To be sure, the COVID-19 pandemic has been painful for patients and health care providers alike. Yet, throughout the crisis, many hospitals and other health care delivery organizations have been hotbeds of creativity and innovation, serving as a model for management going forward, according to a new article in the journal Health Affairs.

The article is co-authored by Yuna Lee, PhD, assistant professor of health policy and management at Columbia University Mailman School of Public Health, and Ingrid M. Nembhard, PhD, associate professor of health care management at the Wharton School of the University of Pennsylvania.

Traditionally, health care delivery organizations have been slow to generate new and useful ideas. And many promising ideas have stalled amid resistance to change and organizational constraints. COVID upended that culture. 

The authors write: “As organizations, their leaders, and their staff heroically stepped up to care for patients in unprecedented circumstances, creativity overflowed.
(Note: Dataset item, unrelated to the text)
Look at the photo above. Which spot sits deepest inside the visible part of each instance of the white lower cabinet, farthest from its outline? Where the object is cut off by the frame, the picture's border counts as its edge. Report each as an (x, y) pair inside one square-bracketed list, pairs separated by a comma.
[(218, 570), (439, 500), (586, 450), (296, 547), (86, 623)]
Creative innovations and implementation strategies related to care delivery, operations and supply chain management, vaccine distribution, and other areas have saved lives, improved delivery and financing of care, and addressed critical challenges related to capacity, equipment, workforce, and vaccine shortages. Health care became an exemplar creative industry quickly.”
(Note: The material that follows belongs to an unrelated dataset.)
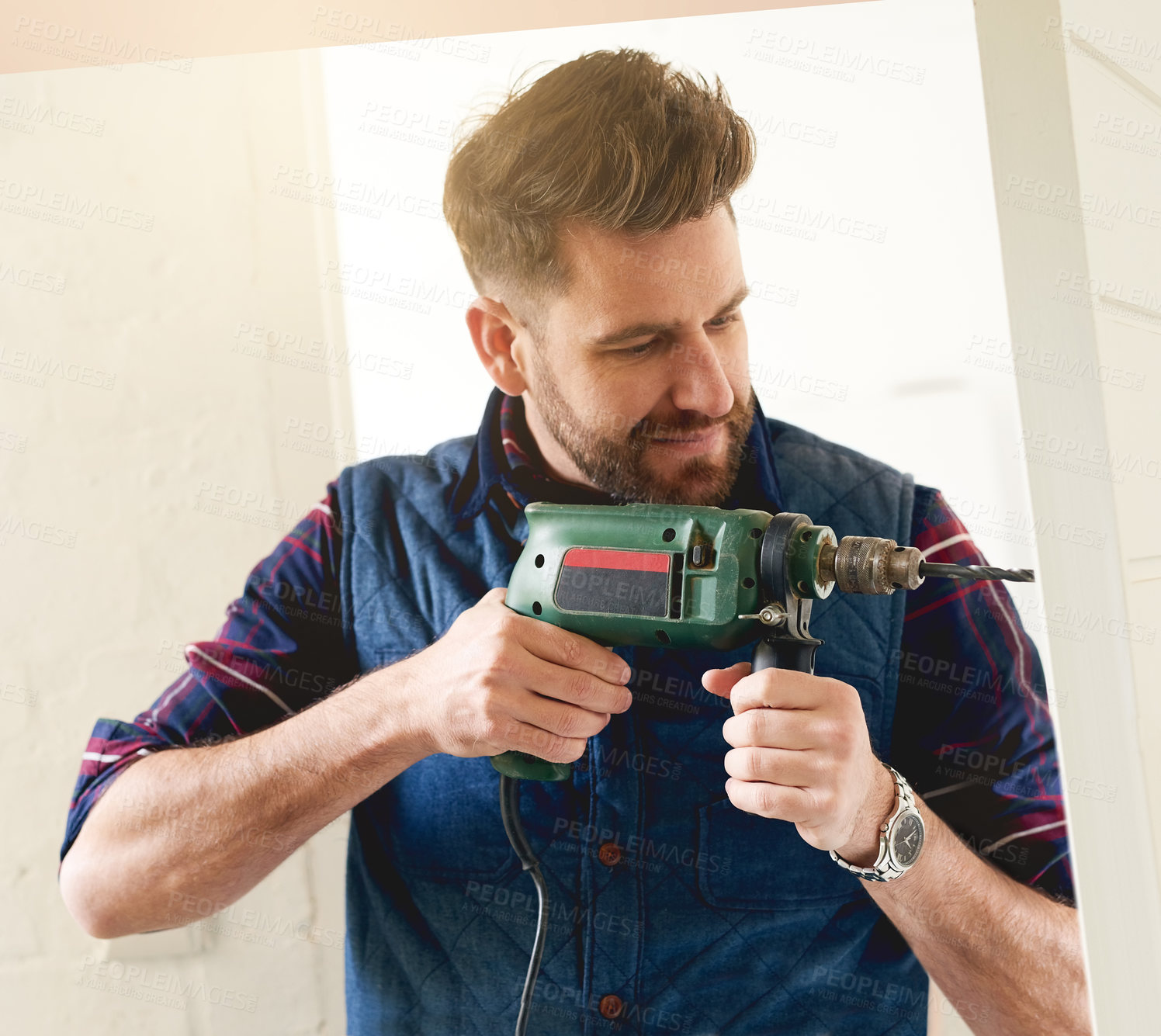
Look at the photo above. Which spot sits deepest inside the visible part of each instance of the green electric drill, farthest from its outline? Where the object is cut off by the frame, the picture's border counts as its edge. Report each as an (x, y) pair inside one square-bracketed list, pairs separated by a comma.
[(685, 577), (698, 577)]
The article cites many examples of creativity, including how doctors and nurses creatively re-purposed split-respirators, baby monitors, snorkels, and hairdryer hoods for COVID-19 care; supply chain supervisors contacted laundromats and hardware stores to help maintain personal protective equipment; environmental services managers experimented with sanitizer placement and clever signage; and public health workers turned closed Sears stores into vaccine centers.

Some creativity was done in partnership with industry. For example, the Clorox Alliance provided grants to hospitals to research on safety and cleaning best practices for COVID-19 patient care, and Hewlett Packard donated 3-D printers to create personal protective equipment.
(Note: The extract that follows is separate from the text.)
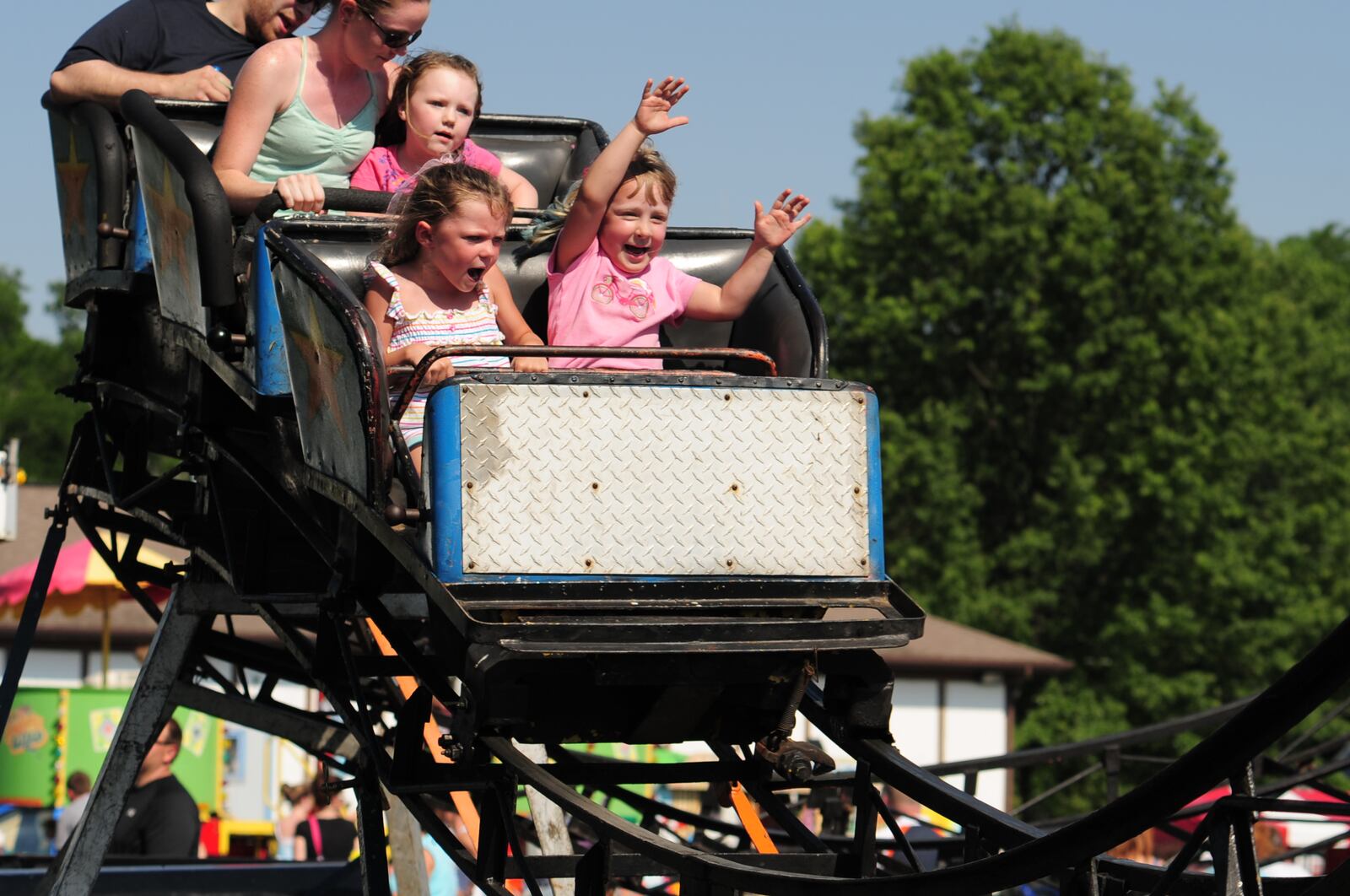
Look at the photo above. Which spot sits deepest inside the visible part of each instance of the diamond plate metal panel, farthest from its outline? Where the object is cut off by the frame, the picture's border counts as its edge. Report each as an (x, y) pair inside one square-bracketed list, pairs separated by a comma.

A number of innovations have already become standardized. For example, clear surgical masks to facilitate lip-reading and family inclusion in palliative care virtual discussions. Other innovations like telemedicine that were on a slow track to adoption are now widely available.

Some innovations extended beyond clinics and into vulnerable communities. For example, pop-up events and mobile vans to delivered testing and vaccines to Black, Latinx, and other underrepresented groups. Likewise, community partnerships facilitated home health services through vans, some with the ability to reach older adults with telehealth visits at home.

Going forward, the authors argue that health care organizations should continue to invite and invest in creativity.

Says Lee: “While COVID-19 brought much devastation, it also showed the power of creativity and creative potential of the industry to address serious problems. That lesson is something that should not be lost.”